Permettez-moi d’abord de dire quelques mots à propos de la première lecture tirée du livre du prophète Isaïe. L’événement se passe au 8ième siècle avant Jésus-Christ. La royauté juive est entourée de deux grands empires qui veulent s’emparer de Jérusalem et de ses environs. La capitale sera bientôt encerclée. Pour protéger le royaume, Yahvé dit au roi : « Fais-moi confiance, je protégerai mon peuple. Demande un signe qui témoignera de mon engagement. » Le roi refuse sous prétexte qu’il ne veut pas tenter Dieu. Pour dire vrai, Acaz ne fait pas confiance à Dieu, il ne se fie qu’à ses propres politiques et à ses quelques conseillers royaux.

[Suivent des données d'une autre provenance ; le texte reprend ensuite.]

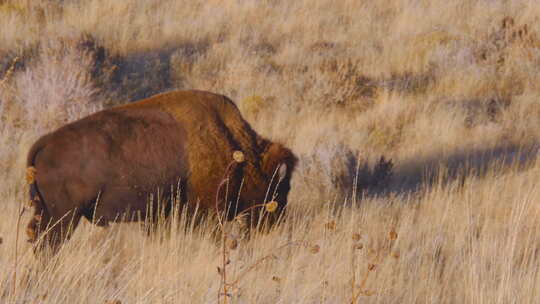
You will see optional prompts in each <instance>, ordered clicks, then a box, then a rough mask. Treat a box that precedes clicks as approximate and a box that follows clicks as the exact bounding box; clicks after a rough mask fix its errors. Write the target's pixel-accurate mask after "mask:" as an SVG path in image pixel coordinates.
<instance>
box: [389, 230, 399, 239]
mask: <svg viewBox="0 0 540 304" xmlns="http://www.w3.org/2000/svg"><path fill="white" fill-rule="evenodd" d="M388 239H389V240H391V241H395V240H396V239H397V232H396V230H394V229H392V230H390V232H389V233H388Z"/></svg>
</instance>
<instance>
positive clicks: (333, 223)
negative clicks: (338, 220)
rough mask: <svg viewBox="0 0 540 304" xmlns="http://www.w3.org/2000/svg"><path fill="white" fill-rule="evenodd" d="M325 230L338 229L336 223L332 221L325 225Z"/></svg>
mask: <svg viewBox="0 0 540 304" xmlns="http://www.w3.org/2000/svg"><path fill="white" fill-rule="evenodd" d="M324 228H326V229H328V230H334V229H336V222H335V221H330V222H328V223H326V224H325V225H324Z"/></svg>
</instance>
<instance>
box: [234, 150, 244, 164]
mask: <svg viewBox="0 0 540 304" xmlns="http://www.w3.org/2000/svg"><path fill="white" fill-rule="evenodd" d="M233 159H234V161H235V162H237V163H243V162H244V160H246V158H245V157H244V153H243V152H242V151H238V150H237V151H234V152H233Z"/></svg>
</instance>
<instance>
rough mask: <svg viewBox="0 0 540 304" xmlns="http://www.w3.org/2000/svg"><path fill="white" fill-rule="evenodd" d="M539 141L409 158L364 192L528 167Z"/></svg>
mask: <svg viewBox="0 0 540 304" xmlns="http://www.w3.org/2000/svg"><path fill="white" fill-rule="evenodd" d="M539 150H540V144H536V143H535V144H528V145H522V146H518V145H501V146H498V147H494V148H490V149H474V150H470V151H463V152H460V153H454V154H450V155H448V156H441V157H437V156H432V157H428V158H420V159H416V160H413V159H410V160H406V161H404V162H402V163H398V164H397V166H396V167H395V169H394V170H393V174H392V177H391V178H390V179H389V180H388V181H387V182H386V183H385V184H384V185H380V186H378V187H373V188H367V189H366V190H365V191H363V193H362V194H363V195H364V196H366V197H374V196H387V195H403V194H405V195H406V194H413V193H416V192H418V191H420V190H422V189H425V188H428V187H431V186H433V185H434V184H437V183H442V184H443V185H447V184H449V183H452V182H455V181H460V183H463V182H465V179H466V178H467V177H469V176H478V177H483V176H486V174H488V172H490V171H492V170H497V171H503V170H506V169H513V170H517V171H522V170H526V169H527V168H529V167H530V166H531V165H532V163H533V162H534V161H535V160H536V158H537V156H538V155H539Z"/></svg>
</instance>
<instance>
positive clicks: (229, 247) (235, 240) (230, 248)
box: [228, 239, 238, 250]
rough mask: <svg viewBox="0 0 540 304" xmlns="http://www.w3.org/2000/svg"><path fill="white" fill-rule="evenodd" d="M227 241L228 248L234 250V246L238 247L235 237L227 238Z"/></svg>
mask: <svg viewBox="0 0 540 304" xmlns="http://www.w3.org/2000/svg"><path fill="white" fill-rule="evenodd" d="M228 243H229V249H230V250H235V249H236V248H238V241H237V240H236V239H228Z"/></svg>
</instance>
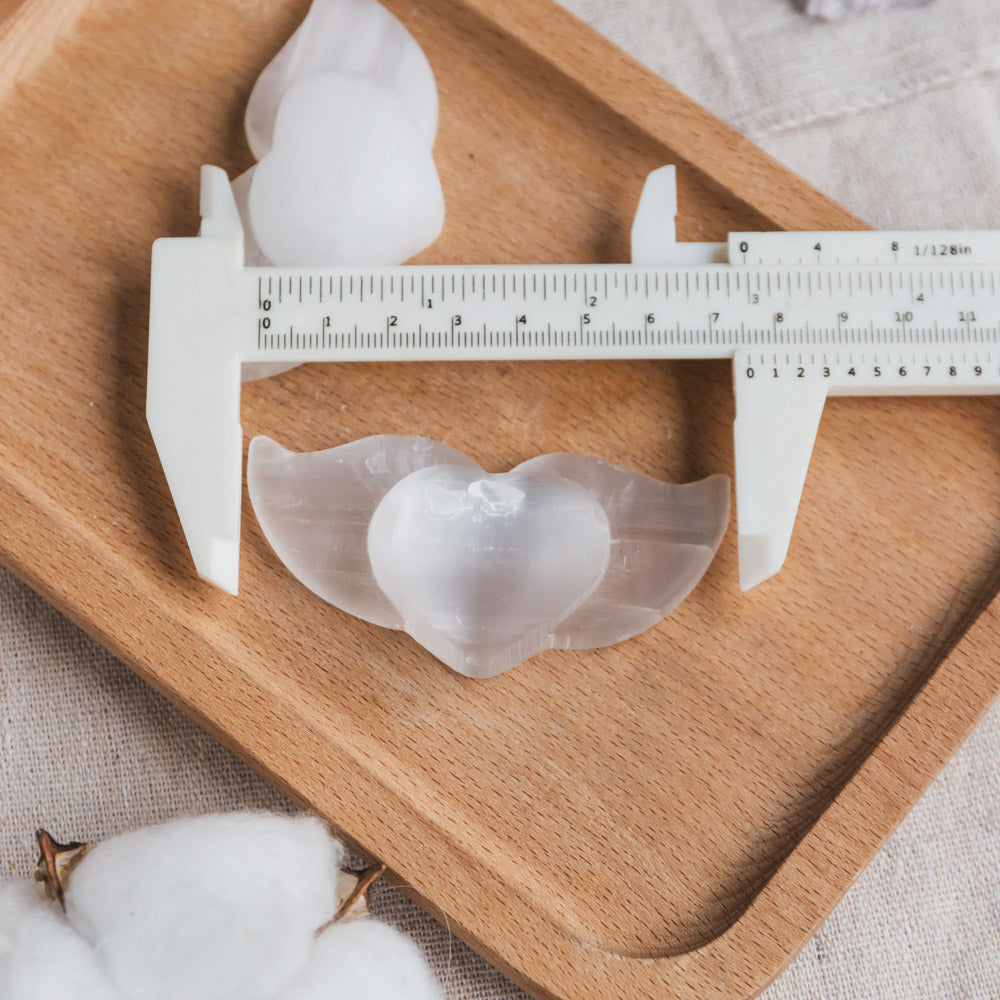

Le prophète Isaïe annonce alors au roi que Dieu lui-même va lui donner un signe : « voici que la vierge est enceinte, elle enfantera un fils dont le nom est Dieu-avec-nous. » Cette parole prophétique aura une grande résonnance tout au long de l’histoire d’Israël. De fait, quelques années plus tard, une jeune reine donnera naissance à un futur roi. Cette naissance est considérée comme un signe prophétique que Yahvé se soucie de son peuple; elle nourrira son espérance et sa confiance durant des centaines d’années.
La confiance à laquelle Isaïe invitait Acaz qui la refusa, voilà que, sept siècles plus tard, deux jeunes gens en devinrent les acteurs centraux de son accomplissement. Au plan de leur culture religieuse et politique, ces deux jeunes avaient pourtant toutes les raisons de ne pas se laisser entraîner dans l’aventure étrange qui devint le cœur de leur vie.
Au départ, ce jeune couple, Marie et Joseph, voulait agir en conformité avec la tradition de leur peuple. Et voilà que soudain tout chavire, Joseph se rendant compte qu’il y a quelque chose d’irrégulier dans la situation de Marie. Lui, un homme juste et fidèle à la Loi juive n’a-t-il pas alors l’obligation de mettre fin à leur engagement mutuel? Mais ce Joseph est aussi un homme bon, sensible. Ne comprenant pas trop ce qui est arrivé à la femme qu’il a choisie, il cherche à lui faire le moins mal possible, d’où la décision de la renvoyer en secret. Mais agir ainsi, n’est-ce pas aussi entrer dans une impasse, tout finissant par se savoir ?
La première partie de l’évangile nous montre donc comment Joseph va chercher à résoudre son défi. Ce qu’on retient c’est qu’il réfléchit, cherche ce qui semble juste, et forme un projet. La deuxième partie nous fait plutôt voir qu’il se détache de son projet en le remettant entre les mains de Dieu : il s’endort. Nous entrons dans le mystère, comme nous le voyons à plusieurs reprises dans l’Ancien Testament lorsque Yahvé choisit quelqu’un pour une tâche particulière : « L’ange du Seigneur lui apparut en songe. ». Dans cette annonciation qui lui est faite, Joseph perd le contrôle et laisse éclore la voie de Dieu, à la différence d’Acaz qui n’avait confiance qu’en lui-même. Le songe conduit Joseph à accueillir une parole qui le dépasse absolument et qu’il n’aurait jamais pu imaginer.
L’expérience spirituelle que l’évangéliste Luc nous raconte à propos de l’annonciation faite à Marie, nous la connaissons bien; elle est beaucoup célébrée dans l’Église. Aujourd’hui, avec l’évangile de Matthieu, on voit que Joseph a aussi vécu son annonciation. Il me semble que pour Joseph, on la célèbre beaucoup moins. En ce quatrième dimanche de l’Avent, je me réjouis que l’Annonciation soit devenue une expérience de couple.
Alors que la naissance de Jésus est tout proche, nous aussi sommes appelés à accueillir l’enfant issu du couple Marie et Joseph et qui a le nom de « Dieu-avec-nous ». Que faisons-nous de ce mystère ? Comment l’accueillons-nous ? Qu’est-ce qu’il signifie dans nos vies ? Voilà quelques questions que nous suggère la rencontre d’aujourd’hui.